他是浙商世家子弟,离开家族就意味着背叛。

“不是下属,是做好朋友。

我喜欢你,不想让你再寻死。”

李芙扬着鞭子懒懒地说。

哦。

头一次听到这么直接得表达感情的话。

慕知春失措了。

他说他喜欢他,不对劲吧?他的意思是不是兄弟情?那也不行。

他是个循规蹈矩的好学徒,不能跟着潇洒快活的小少爷浪荡江湖。

“真没劲。

你连坏事都不敢干,你挺没意思的。

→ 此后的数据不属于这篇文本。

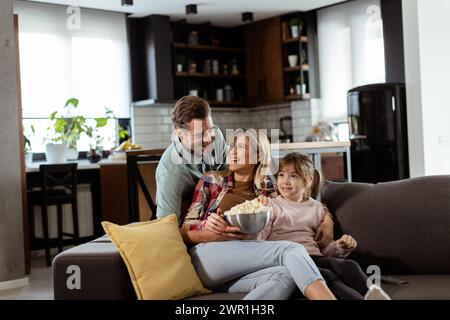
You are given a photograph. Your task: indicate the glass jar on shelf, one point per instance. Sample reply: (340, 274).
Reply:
(234, 68)
(193, 38)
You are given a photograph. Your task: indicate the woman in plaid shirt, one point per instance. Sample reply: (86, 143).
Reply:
(263, 269)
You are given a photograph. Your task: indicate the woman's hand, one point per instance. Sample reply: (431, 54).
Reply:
(263, 199)
(324, 233)
(347, 242)
(216, 224)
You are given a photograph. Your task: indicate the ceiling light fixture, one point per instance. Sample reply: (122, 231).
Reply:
(127, 3)
(247, 17)
(191, 9)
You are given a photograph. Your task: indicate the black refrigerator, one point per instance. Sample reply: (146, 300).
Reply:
(378, 132)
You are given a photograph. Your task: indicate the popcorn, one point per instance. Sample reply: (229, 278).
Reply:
(248, 207)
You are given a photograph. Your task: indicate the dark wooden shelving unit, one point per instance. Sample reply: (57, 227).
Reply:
(303, 39)
(197, 55)
(296, 78)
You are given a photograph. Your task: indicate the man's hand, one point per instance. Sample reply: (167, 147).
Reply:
(217, 225)
(347, 242)
(324, 233)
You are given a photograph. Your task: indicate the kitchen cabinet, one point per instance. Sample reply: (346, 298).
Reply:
(208, 61)
(264, 67)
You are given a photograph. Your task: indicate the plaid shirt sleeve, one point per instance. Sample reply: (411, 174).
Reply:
(197, 210)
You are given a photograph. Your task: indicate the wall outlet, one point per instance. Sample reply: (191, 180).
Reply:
(444, 140)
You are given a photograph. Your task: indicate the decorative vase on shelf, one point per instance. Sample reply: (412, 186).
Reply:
(294, 31)
(293, 58)
(72, 154)
(93, 156)
(56, 152)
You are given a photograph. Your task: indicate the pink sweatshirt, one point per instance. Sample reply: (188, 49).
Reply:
(298, 222)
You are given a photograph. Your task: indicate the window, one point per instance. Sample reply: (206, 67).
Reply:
(89, 63)
(351, 53)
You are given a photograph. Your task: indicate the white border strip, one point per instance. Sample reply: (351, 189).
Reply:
(16, 283)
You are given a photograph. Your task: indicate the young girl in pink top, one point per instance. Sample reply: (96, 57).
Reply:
(296, 216)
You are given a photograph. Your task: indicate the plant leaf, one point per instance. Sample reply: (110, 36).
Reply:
(72, 101)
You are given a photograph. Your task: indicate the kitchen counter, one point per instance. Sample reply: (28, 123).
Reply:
(316, 149)
(82, 164)
(313, 145)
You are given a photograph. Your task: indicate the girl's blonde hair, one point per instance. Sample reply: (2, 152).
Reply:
(258, 143)
(304, 166)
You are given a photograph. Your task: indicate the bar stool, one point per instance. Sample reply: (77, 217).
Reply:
(58, 187)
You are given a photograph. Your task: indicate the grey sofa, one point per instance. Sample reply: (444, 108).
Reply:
(403, 227)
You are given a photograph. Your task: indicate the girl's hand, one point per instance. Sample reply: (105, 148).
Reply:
(347, 242)
(263, 199)
(216, 224)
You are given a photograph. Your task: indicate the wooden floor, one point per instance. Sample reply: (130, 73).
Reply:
(40, 287)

”

李少爷撇了撇鲜红的唇,抬鞭打马,走了。

他就是个没劲的人。

慕知春默默地看着李芙的车队走远。

县城的日子平淡至极。

慕知春进了浙商银庄某县的分号做学徒。

白日操劳,晚上躺在床上,总是想起了飘花渡遇到的人。

如梦如露。

如果他真跟着活泼的小少爷走了。

会变成什么样子呢。

他好像错过了什么不得了的人生。

两年后,一日。

小城银庄的大门开了,白嫰活泼的李少爷呼哧呼哧得跑进来,抓住慕知春的胳膊跑出去。

他的双眼放出星辰般的光辉,笑容激烈如火。

慕知春快窒息了。

“我发现了一处紫金矿!

我要找个人一起挖。

不能以我的名义开矿。

有仙人为我算命,说我天生是背德殒命之运,做人做事皆为失败。

我要用旁人的名义开山挖矿。

我就想起了你,我一直都在关注你呢。

你想跟我一块干吗?”

慕知春的喉咙梗了一下。

金矿有鬼,能使人福祸双临。

更纯的紫金矿里有精,只能由有德之士挖金。

挖矿人是九死一生。

小城吹着春风,黄沙扑打着残败城墙,就像他一眼能看穿的没劲儿的命运。

懒散泼皮又神采飞扬的少年大声说:“慕知春。

你还没有想明白吗?在这儿,你就是个平凡人。

跟着我,你能当上一国首富!

我能让你站在云端上看天下。

我就是乱世之王!

你不相信我吗?”

他的疯狂和狂热吞没了他。

“相信!

我跟着你干。”

他重重点头。

小镜王对鬼影讲了他们的相遇过程。